Sen. John McCain (R-Ariz.) will oppose President Trump's pick to oversee the federal budget, a defection that could bring yet more trouble for the new president as he seeks congressional support to staff his new administration.
McCain declared his opposition in a speech on the floor of the Senate Wednesday, saying that he and Trump's nominee, Rep. Mick Mulvaney (R-S.C.), could not agree on military spending. McCain supports an increase, but Mulvaney is an uncompromising advocate of reduced federal outlays.
If McCain's opposition inspires other advocates of an increased budget for the Pentagon in the Senate to join him, Mulvaney's nomination could be in jeopardy — although two prominent hawks, Sens. Lindsey O. Graham (R-S.C.) and Tom Cotton (R-Ark.), continue to support Mulvaney for one of the most consequential positions in the Cabinet.
In the speech, McCain noted that Trump had committed to greater military expenditures, but that Mulvaney had supported reductions. “We must rebuild our military while at the same time putting our nation on a sustainable long-term fiscal path. We can and must do both,” McCain said. “Unfortunately, Congressman Mulvaney has spent his last six years in the House of Representatives pitting the national debt against our military.”
Cotton was expected to address the nomination on the floor later Wednesday, a spokeswoman said.
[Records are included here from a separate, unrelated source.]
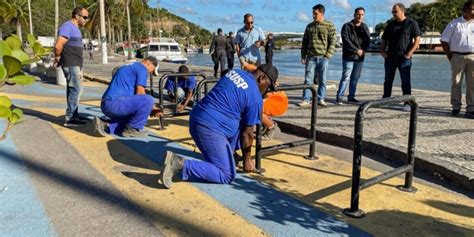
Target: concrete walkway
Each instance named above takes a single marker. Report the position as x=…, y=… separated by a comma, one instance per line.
x=444, y=144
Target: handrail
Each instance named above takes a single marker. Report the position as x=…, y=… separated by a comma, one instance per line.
x=259, y=150
x=407, y=169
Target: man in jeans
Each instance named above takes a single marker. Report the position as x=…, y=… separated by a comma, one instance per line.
x=68, y=54
x=355, y=41
x=247, y=42
x=319, y=43
x=399, y=41
x=460, y=52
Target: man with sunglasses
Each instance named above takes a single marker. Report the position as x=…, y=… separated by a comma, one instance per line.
x=247, y=41
x=399, y=41
x=221, y=123
x=68, y=54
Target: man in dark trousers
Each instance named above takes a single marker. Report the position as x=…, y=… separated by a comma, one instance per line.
x=218, y=51
x=269, y=49
x=230, y=50
x=399, y=41
x=355, y=42
x=68, y=54
x=221, y=123
x=125, y=101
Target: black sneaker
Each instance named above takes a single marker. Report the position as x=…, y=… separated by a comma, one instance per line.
x=172, y=165
x=99, y=127
x=469, y=114
x=133, y=132
x=74, y=122
x=353, y=100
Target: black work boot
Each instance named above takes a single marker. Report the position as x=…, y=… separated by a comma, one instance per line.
x=172, y=165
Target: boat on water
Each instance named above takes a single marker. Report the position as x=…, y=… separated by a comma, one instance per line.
x=163, y=49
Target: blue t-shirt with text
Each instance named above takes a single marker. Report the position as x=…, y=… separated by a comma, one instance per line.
x=233, y=103
x=125, y=81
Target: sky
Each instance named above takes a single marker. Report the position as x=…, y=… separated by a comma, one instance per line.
x=276, y=15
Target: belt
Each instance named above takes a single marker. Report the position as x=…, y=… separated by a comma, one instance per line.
x=466, y=53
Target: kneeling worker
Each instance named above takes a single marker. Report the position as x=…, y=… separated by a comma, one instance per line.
x=186, y=85
x=221, y=123
x=125, y=101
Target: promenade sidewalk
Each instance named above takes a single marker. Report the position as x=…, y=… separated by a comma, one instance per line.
x=444, y=144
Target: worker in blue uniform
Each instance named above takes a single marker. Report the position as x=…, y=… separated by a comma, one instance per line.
x=125, y=101
x=221, y=123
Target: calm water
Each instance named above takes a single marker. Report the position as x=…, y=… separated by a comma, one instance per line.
x=431, y=72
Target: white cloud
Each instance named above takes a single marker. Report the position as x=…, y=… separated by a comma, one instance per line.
x=302, y=17
x=187, y=10
x=343, y=4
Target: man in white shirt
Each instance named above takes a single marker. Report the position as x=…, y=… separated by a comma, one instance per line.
x=458, y=44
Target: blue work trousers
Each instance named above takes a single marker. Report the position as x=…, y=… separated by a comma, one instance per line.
x=350, y=75
x=127, y=111
x=218, y=152
x=316, y=68
x=404, y=67
x=73, y=90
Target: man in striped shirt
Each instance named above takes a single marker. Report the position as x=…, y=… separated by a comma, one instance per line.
x=319, y=42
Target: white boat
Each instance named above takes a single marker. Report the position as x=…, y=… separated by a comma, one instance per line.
x=163, y=49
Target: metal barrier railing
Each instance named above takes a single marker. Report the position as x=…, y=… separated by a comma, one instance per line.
x=407, y=169
x=160, y=71
x=203, y=83
x=176, y=103
x=259, y=150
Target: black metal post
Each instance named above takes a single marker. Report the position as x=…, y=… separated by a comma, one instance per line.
x=408, y=169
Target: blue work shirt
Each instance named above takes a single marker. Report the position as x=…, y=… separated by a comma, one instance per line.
x=188, y=84
x=125, y=81
x=233, y=103
x=246, y=41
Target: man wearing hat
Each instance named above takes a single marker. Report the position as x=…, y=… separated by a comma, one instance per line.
x=221, y=123
x=125, y=101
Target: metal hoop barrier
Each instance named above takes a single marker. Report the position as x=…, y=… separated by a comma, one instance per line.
x=407, y=169
x=311, y=141
x=176, y=103
x=203, y=83
x=165, y=71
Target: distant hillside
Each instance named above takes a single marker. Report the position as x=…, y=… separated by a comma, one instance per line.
x=171, y=25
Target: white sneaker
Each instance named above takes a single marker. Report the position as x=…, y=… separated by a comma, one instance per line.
x=407, y=108
x=304, y=103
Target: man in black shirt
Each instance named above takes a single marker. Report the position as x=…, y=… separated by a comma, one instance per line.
x=399, y=41
x=355, y=42
x=218, y=51
x=230, y=50
x=269, y=49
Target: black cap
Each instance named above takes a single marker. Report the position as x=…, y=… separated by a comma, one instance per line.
x=272, y=73
x=152, y=60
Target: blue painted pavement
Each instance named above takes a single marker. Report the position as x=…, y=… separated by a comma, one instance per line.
x=21, y=212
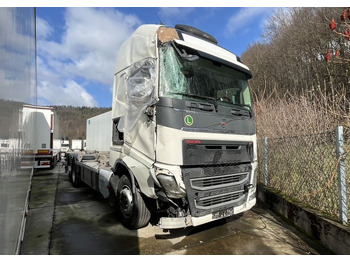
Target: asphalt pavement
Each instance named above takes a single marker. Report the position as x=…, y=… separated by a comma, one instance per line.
x=67, y=220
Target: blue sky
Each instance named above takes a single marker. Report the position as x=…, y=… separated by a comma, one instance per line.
x=78, y=47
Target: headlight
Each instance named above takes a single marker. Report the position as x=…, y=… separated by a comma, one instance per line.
x=171, y=188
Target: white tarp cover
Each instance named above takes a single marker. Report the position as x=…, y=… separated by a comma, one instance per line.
x=139, y=93
x=140, y=45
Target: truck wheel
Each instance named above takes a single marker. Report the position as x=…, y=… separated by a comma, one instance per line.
x=75, y=178
x=132, y=210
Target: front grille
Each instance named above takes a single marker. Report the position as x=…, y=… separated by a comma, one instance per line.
x=214, y=188
x=214, y=182
x=218, y=200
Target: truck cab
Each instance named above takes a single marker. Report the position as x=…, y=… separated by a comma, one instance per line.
x=184, y=132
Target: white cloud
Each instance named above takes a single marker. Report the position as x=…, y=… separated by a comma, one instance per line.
x=87, y=50
x=69, y=94
x=168, y=14
x=247, y=16
x=43, y=29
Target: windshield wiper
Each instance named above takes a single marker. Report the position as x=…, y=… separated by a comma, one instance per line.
x=198, y=96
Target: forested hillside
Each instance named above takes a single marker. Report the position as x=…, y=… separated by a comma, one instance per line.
x=72, y=120
x=301, y=71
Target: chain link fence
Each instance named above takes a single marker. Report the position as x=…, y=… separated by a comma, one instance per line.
x=305, y=169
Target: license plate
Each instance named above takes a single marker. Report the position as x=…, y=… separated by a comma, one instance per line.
x=223, y=213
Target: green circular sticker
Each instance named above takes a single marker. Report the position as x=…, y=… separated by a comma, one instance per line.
x=188, y=120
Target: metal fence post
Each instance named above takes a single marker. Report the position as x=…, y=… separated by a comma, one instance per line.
x=266, y=161
x=343, y=207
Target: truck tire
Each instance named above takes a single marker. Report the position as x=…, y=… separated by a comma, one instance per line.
x=132, y=210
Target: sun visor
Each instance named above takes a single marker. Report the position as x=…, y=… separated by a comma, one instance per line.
x=213, y=50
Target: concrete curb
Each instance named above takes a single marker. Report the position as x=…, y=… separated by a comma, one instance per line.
x=333, y=235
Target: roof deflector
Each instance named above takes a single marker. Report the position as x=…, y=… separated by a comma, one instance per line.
x=197, y=33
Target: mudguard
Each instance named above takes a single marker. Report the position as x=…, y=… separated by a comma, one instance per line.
x=140, y=172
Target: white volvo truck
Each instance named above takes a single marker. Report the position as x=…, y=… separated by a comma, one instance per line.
x=184, y=132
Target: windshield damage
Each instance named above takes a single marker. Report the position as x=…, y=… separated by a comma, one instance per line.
x=201, y=79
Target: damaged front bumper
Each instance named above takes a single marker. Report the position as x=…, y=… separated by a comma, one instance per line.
x=183, y=222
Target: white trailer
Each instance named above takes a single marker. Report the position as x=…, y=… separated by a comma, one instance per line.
x=184, y=134
x=41, y=145
x=77, y=144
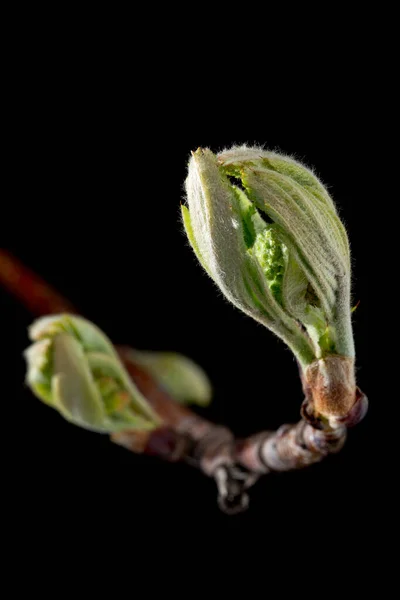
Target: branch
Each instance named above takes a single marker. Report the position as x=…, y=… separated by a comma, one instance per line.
x=184, y=436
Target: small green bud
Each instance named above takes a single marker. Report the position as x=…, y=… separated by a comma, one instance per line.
x=267, y=232
x=180, y=377
x=73, y=367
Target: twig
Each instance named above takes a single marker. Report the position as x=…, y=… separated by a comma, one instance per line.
x=234, y=464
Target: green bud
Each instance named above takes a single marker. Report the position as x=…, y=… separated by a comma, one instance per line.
x=73, y=367
x=267, y=232
x=180, y=377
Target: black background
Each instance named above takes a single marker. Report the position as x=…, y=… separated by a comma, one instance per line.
x=97, y=160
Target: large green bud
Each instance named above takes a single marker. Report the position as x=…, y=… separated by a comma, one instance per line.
x=267, y=232
x=73, y=367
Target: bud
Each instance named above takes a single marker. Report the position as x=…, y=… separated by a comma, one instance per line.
x=267, y=232
x=178, y=375
x=73, y=367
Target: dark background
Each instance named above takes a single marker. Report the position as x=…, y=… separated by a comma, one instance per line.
x=97, y=163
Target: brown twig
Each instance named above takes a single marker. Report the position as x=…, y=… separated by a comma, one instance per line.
x=184, y=436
Graham, who introduced his fellow South Carolinian at his confirmation hearings, reiterated his support.
“I back him 100 percent,” Graham said.
McCain's objections add to the unusual level of opposition, on both sides of the aisle in the Senate, to Trump's nominees for his Cabinet.
Earlier Wednesday, Trump's nominee for secretary of labor, Andrew Puzder, withdrew his name from consideration due to rumored opposition from GOP senators. Last week, Vice President Pence was forced to cast a historic vote to break a tie in the Senate in favor of Trump's pick for secretary of education, Betsy DeVos. Secretary of State Rex Tillerson was confirmed only after senior GOP statesmen persuaded Sen. Marco Rubio (R-Fla.) to give up his initial objections and support the former chief of ExxonMobil.
Mulvaney could little afford more Republican defections. His opposition to federal funding for disaster and emergency relief and his support for reductions in entitlements is likely to turn off Democrats in the Senate.
“At his hearing, Congressman Mulvaney reaffirmed his support for cutting Medicare and raising the retirement age for Social Security,” Sen. Kamala D. Harris (D-Calif.) said in a statement opposing the nomination. She added that her constituents “have paid into the system for decades and they deserve the benefits they’ve earned.”
Mulvaney has also received criticism for his failure to pay employment taxes for a household employee between 2000 and 2004.
Mulvaney told senators that he had rectified the issue by shelling out $16,000 in taxes due. In past administrations, however, similar omissions have caused sufficient scandal to scuttle nominees for the Cabinet, including former senator Tom Daschle (D-S.D.), whom President Barack Obama nominated in 2009.
As director of the Office of Management and Budget in the Trump administration, Mulvaney would be responsible for making crucial choices about federal spending.
“You write the budget, and by doing so, you are making value decisions,” said Jim Nussle, a former GOP congressman from Iowa who directed the office under President George W. Bush. “I said, 'No,' a lot, because I was the person tasked with that responsibility.”
If Mulvaney is confirmed despite his differences with McCain, he could have more serious disagreements to manage in his new post. Trump's nomination of Mulvaney for the position seemed to be at odds with much of Trump's rhetoric as a candidate, which suggested he favored more federal spending, not less.
Besides the question of the military, Trump and Mulvaney will also have to reconcile potentially conflicting views on entitlements and public works. Trump has said he opposes changes to Social Security and Medicare, and the president favors substantial new spending on infrastructure.
Ed O'Keefe contributed to this report.